Documentaries were made to feature people like Talley. His personality commands a room, and his success story is what you think of when you think American Dream. He’s charming and witty, and his intelligence is so expansive that Anna Wintour herself explains in the film that she always keeps him close for his encyclopedic knowledge of fashion history. Yet, up until Novack's documentary, Talley had always been in the shadows around other people’s spotlights. In fairness, it’s not that people weren’t interested—Talley’s said that people have been asking him for years if they can make a film about his life—it’s just that the timing was never right.
“I think [now] is an interesting time in his life,” Novack says. “He'll be 70 years old in October, and that is a transition for many people in life. It felt to me, and I think to him, like the right moment to sit back and think about where he comes from and how that has sustained him through his career and in his adult life.” Today, Talley is still a contributor for Vogue, but he’s not on staff anymore, he mostly freelances for different publications. Not being beholden to a company, Novack says, probably helped, too. “He was more forthcoming in talking about racism in the industry, for example, than he perhaps had been in the past when he was in the heat of his career and the day-to-day, whether at Women's Wear Daily or at Vogue magazine.”
It also could do with the time we’re in as a society. The documentary was filmed during the 2016 presidential campaign and election. In one of the first scenes of the documentary, Talley is dressing his long-time friend, journalist Tamron Hall, for the last Obama State Dinner. It’s an obvious moment of hope. Fast-forward to the end of the film, where we see Talley commenting on Melania Trump’s outfit during the inauguration (he liked it, by the way). During Donald Trump’s swearing in, the mood shifts. The camera zooms in on Talley as he looks awe-stricken, defeated, almost. “André speaks a lot about how far we have come as a country since he was a boy growing up in the segregated Jim Crow South,” Novack says. “I think, by the end of the film, the story and the natural conversation has evolved to a point where it’s clear that we haven’t made maybe as much progress as he had thought or had hoped.”

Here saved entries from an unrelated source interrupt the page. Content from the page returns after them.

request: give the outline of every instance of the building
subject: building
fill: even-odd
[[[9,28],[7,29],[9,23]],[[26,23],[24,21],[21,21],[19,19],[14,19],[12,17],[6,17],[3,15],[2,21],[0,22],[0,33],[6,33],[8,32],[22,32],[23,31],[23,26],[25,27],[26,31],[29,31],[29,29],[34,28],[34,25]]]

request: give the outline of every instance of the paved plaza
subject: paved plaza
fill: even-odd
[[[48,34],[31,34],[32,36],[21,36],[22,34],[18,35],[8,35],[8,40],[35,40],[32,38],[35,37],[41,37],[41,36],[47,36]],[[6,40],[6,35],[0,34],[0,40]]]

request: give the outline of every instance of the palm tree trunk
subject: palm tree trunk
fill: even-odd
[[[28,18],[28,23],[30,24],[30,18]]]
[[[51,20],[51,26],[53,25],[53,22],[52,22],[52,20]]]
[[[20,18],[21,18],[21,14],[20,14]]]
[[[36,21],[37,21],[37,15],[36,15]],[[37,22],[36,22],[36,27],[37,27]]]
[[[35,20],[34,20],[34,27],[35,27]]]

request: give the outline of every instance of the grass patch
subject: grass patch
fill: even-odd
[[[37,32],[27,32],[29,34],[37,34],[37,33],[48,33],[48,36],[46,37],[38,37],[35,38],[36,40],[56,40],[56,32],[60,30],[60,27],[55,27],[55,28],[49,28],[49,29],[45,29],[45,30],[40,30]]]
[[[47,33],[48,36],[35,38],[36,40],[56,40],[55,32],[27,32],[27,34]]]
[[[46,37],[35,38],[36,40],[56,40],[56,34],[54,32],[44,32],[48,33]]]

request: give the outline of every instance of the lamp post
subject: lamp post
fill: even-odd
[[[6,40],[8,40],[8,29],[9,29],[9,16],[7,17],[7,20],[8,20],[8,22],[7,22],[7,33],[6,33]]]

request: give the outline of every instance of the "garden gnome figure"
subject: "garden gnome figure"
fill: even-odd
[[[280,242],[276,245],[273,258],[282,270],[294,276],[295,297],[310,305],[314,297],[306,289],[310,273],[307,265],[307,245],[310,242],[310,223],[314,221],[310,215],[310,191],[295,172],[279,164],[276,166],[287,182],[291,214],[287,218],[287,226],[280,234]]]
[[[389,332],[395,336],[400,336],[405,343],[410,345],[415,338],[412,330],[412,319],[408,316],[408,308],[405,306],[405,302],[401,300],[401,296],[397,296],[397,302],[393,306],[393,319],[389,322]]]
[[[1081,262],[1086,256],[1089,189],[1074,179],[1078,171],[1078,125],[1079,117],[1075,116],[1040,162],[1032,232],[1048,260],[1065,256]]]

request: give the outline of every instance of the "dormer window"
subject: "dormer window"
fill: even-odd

For those who don’t want to be bogged down or triggered by politics in a film about fashion, don't worry, there's plenty of fashion—that was always Novack’s aim. “I wanted the movie to function within the genre of fashion documentary,” she says. “I wanted viewers to go and be transported in the way André was by the beautiful dresses coming down the runway, whether it was the women in the 1950s, or Saint Laurent in 1978, or, more recently, a Marc Jacobs show, and to experience the André Leon Talley's hilariousness.” But with the light comes the dark, and you need both to tell Talley’s full story. His ability to balance his flamboyant personality while recognizing that he hasn’t gotten where he is without struggle is what makes his story—and the film—so great. As much as the documentary is about Talley’s success, it’s also, as Novack puts it, “a meditation on his experience as a black man in America.”
As uncomfortable as the timing might have been when filming, Novack says that it “helped underscore the urgency of André’s story.” A black man who grew up in the Jim Crow South made it out and went on to be extraordinary. We need more stories like André’s to be told but, more importantly, we need more Andrés in the world.
The Gospel According To André is playing now in select theaters.